After a few years at Stratus, he landed at Nexion, a start-up that developed data networking products. When that company was acquired by Fujitsu Network Communications, he headed to Telica, another start-up that worked on Voice over Internet Protocol (VoIP) solutions. As a member of the executive team, he guided the company’s strategy and helped scale up the engineering team from 5 to 150.
He remembers the impact of the work—for example, the moment that Teleca’s 3G VoIP product launched in New York City. “I happened to be walking around New York the following day,” he says, “and I saw people talking on their cell phones. And I thought: those phone calls are going over the Voice over IP switch [Teleca] just turned on yesterday.”
If his workdays at the start-up were busy, Quinlivin’s nights at home were no cakewalk. While he was at Teleca, his wife gave birth to their first set of twins; just 18 months later, she gave birth to their second set. (They’re now seniors and sophomores in high school.) He still marvels at that moment in his life. “We had four kids in diapers, I was doing a start-up, and Kim was still working,” he says. “It was a difficult time.”
Building a (human-friendly) behemoth
Eventually, Quinlivan landed at Kiva Systems. The company, which designed and manufactured mobile robots, was later sold to Amazon, where he has since taken the helm.
Today his job includes leading its hardware, software, finance, and manufacturing teams while making sure that the thousands of robots deployed across Amazon worldwide are working as efficiently and effectively as possible. (When your company promises to get a world’s worth of products to almost anyone’s doorstep in two days—sometimes in an hour or two—every second of boosted efficiency counts.)

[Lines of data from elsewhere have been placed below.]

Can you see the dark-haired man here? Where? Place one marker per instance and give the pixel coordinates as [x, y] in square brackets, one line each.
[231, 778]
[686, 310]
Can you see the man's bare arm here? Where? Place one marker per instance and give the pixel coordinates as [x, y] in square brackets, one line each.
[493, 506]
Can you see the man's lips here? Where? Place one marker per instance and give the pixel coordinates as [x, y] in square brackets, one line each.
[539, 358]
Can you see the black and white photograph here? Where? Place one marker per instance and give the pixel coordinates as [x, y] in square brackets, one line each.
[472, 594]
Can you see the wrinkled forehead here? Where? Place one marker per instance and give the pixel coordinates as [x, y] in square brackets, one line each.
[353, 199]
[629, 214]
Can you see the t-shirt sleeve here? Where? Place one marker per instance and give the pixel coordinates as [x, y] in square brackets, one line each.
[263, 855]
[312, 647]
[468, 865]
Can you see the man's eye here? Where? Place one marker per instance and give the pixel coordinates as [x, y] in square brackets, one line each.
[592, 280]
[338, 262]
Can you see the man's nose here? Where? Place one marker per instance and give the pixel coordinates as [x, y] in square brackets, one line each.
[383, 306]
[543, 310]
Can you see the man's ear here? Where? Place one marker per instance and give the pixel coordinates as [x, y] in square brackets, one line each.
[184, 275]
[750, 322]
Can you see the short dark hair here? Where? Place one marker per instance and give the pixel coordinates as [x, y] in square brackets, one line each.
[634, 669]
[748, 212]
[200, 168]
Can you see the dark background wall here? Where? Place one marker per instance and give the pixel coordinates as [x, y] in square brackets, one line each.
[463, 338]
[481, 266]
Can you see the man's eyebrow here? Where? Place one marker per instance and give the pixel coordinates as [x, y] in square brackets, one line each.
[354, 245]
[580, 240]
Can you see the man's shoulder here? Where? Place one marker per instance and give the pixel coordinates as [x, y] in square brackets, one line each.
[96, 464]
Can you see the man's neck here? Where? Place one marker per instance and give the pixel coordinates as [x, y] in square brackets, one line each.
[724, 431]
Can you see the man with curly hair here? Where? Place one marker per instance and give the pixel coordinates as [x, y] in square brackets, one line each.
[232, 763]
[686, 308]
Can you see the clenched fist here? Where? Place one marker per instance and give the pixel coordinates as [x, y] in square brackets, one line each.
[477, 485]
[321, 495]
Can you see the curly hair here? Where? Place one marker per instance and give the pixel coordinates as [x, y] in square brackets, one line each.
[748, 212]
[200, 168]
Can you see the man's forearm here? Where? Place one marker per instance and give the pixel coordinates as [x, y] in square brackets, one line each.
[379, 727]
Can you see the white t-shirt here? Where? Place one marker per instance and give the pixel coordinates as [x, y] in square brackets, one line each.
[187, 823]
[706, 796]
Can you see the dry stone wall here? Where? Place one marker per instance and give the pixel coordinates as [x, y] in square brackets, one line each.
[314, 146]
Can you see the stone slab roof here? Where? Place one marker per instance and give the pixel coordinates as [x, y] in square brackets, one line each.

While the mobile robots zipping around the warehouse floor have earned plenty of press, the organization’s work also includes everything from software development to machine assembly. Quinlivan and his team have worked relentlessly to find ways to fulfill customer orders more efficiently in warehouses. They make sure the most popular purchases are physically closer to the associates picking the orders than are the rarely purchased items; they make sure that when one machine learns something important, it seamlessly communicates that lesson to its 99,999 robot peers.
But even more than that, Quinlivan seeks to help his team think bigger: an engineer who solves one specific problem might, with a bit of tweaking, be able to use that same approach to solve related problems in different areas of the organization.
Scott Dresser, director of product and systems at Amazon Robotics, says that Quinlivan stays focused on solving problems in ways that have the largest and longest impact. “Joe’s guidance has focused [our] team on making the right \ decision to develop a platform, not just on the product at hand,” he says. “[At times] the team could have easily taken the approach that would have served the specific needs of that product but would have limited the opportunity to leverage the underlying robotic technology in new applications.”
If Quinlivan is focused on finding new ways to make the most of the robots’ skills, he’s hardly one to imagine an all-robot future. (Amazon’s employment numbers, which are skyrocketing rather than diminishing, seem to bear this out.) Instead, he sees humans not as extraneous to our robot future, but essential to it. “Humans are really good at certain things. They’re weird and they’re wildly creative,” he says. “We shouldn’t be trying to box them into some sort of bounded behavior that limits their true capabilities. We need to make sure that robots empower humans to do what they really want to do and adapt to it.”
For example, humans still tend to be better at picking up individual items and moving them around—a seemingly simple grasping motion for humans turns out to be brain-crushingly complex to program. Similarly, humans are sharp enough to notice a leaking container of laundry detergent and make sure it doesn’t get shipped to a customer.
But humans also have their quirks. For example, testing has shown that people tend to have blind spots when they’re putting away inventory— for example, an individual might consistently fail to notice open spots in the lower section of an inventory pod, even if they’ve been told there’s space. (If you’ve ever searched tirelessly to find a specific item in the grocery store, for example, only to have an employee point out that it’s almost literally right in front of you, you’re already familiar with the idea.)
Instead of trying to train people to fix their biases, Quinlivan makes sure the robots are designed to work around people’s idiosyncracies. “We learn, over time, where people like to put inventory,” he says, “and then we make sure we only bring over pods that have space where they like to put it. The robots learn individual associates’ behaviors and adapt to them.”